Beide Korvetten waren bereits im Jahr 2020 vor dem russischen Einmarsch in die Ukraine bestellt worden. Die Küstenverteidigungsschiffe, die mit moderner Tarnkappentechnik ausgestattet sind, wurden in der Türkei bestellt, da die ukrainische Schiffbauindustrie zu rückständig ist. Der Endausbau sollte ursprünglich in ukrainischen Werften erfolgen, was aufgrund des Krieges derzeit jedoch nicht möglich ist. Verteidigungsminister Umjerow und Flottenchef Olexij Nejischpapa nahmen ebenfalls an der Veranstaltung zum Stapellauf der Korvette teil.

Kriegsmarine setzt auch auf Drohnen gegen russische Schiffe

Die ukrainische Flotte verfügte zuletzt nur noch über kleinere Schiffe und Boote. Ihr Flaggschiff, die Fregatte «Hetman Sahajdatschnyj», wurde kurz nach Kriegsbeginn vor der Hafenstadt Mykolajiw versenkt – sie sollte den russischen Truppen beim damals befürchteten Vormarsch auf die Stadt nicht in die Hände fallen.
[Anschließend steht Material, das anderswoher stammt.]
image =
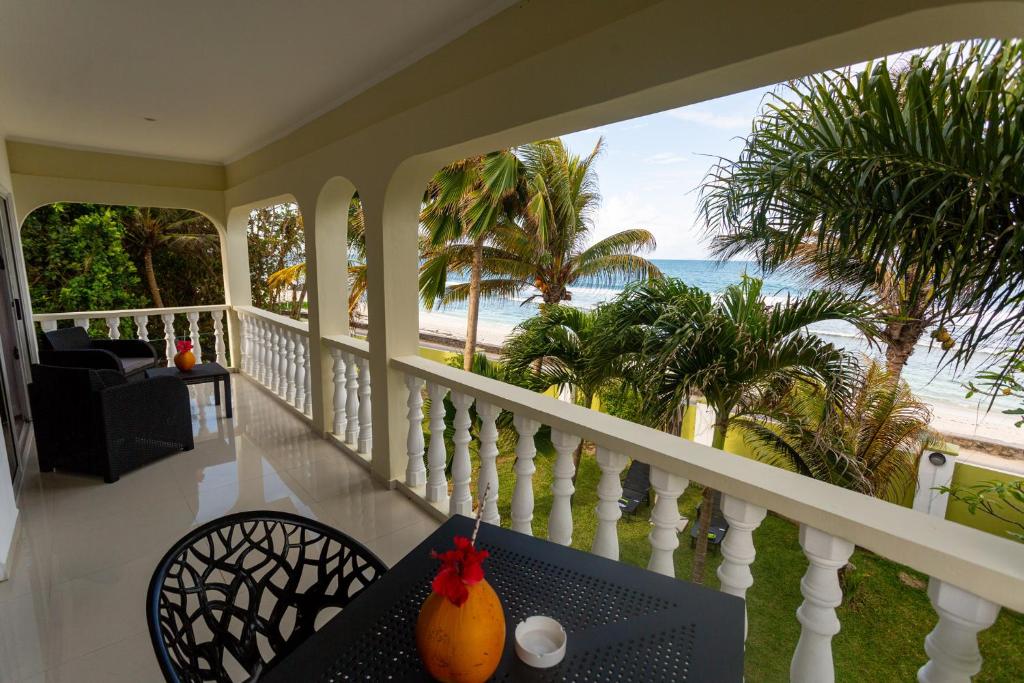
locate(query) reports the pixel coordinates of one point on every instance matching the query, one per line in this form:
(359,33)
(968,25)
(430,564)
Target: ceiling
(220,78)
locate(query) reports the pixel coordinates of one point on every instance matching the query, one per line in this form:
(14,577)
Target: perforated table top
(624,623)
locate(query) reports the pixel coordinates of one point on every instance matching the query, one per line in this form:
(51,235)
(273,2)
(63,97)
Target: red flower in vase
(460,567)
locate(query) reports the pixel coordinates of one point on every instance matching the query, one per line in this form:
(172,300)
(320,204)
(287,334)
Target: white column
(218,338)
(168,319)
(737,548)
(436,454)
(140,330)
(522,494)
(194,335)
(366,415)
(416,472)
(352,400)
(812,660)
(300,373)
(952,644)
(487,480)
(664,537)
(462,473)
(560,521)
(609,489)
(339,393)
(113,327)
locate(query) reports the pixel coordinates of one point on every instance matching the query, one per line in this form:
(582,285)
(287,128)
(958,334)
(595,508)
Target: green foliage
(1003,500)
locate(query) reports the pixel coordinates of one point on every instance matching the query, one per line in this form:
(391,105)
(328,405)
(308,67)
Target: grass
(884,620)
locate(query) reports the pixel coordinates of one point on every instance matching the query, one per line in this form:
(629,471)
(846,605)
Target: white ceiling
(220,77)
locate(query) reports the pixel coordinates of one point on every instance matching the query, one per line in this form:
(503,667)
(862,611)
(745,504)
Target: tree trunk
(704,522)
(151,279)
(473,316)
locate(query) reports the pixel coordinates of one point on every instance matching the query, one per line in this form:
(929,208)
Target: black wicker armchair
(72,347)
(96,422)
(235,596)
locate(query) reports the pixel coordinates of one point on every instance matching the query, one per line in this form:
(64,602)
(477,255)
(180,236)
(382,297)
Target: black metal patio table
(202,373)
(624,623)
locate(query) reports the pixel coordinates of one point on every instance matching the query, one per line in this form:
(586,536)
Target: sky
(651,167)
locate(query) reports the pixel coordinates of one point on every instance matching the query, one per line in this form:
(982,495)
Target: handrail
(127,312)
(359,347)
(276,318)
(984,564)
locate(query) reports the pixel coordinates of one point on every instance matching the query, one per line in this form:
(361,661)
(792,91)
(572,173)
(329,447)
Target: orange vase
(462,643)
(184,360)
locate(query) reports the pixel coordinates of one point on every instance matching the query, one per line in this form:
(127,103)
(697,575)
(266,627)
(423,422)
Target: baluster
(488,462)
(366,427)
(560,521)
(288,366)
(168,321)
(737,548)
(812,659)
(218,336)
(609,491)
(113,327)
(665,516)
(522,495)
(307,397)
(351,400)
(952,644)
(300,373)
(416,472)
(436,455)
(339,393)
(194,334)
(140,328)
(462,496)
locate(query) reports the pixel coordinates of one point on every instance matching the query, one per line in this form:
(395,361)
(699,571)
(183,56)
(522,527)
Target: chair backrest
(236,595)
(67,339)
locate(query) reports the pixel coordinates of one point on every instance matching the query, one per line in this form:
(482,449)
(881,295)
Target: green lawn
(884,621)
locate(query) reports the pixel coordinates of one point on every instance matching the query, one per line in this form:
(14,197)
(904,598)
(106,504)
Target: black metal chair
(72,347)
(235,596)
(97,422)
Kämpfe fanden 2022 nur wenige Kilometer von der Stadtgrenze entfernt statt. Durch die von der ukrainischen Marine gegen die russische Flotte eingesetzten Seedrohnen ist allerdings die Bedeutung von Kriegsschiffen stark gesunken.

Die Ukraine kämpft seit über zwei Jahren gegen den russischen Angriffskrieg. Die Auseinandersetzungen finden auch immer wieder in den Gewässern des Schwarzen Meeres statt. Die Schwarzmeerflotte Russlands hat dabei bereits viele Verluste hinnehmen müssen.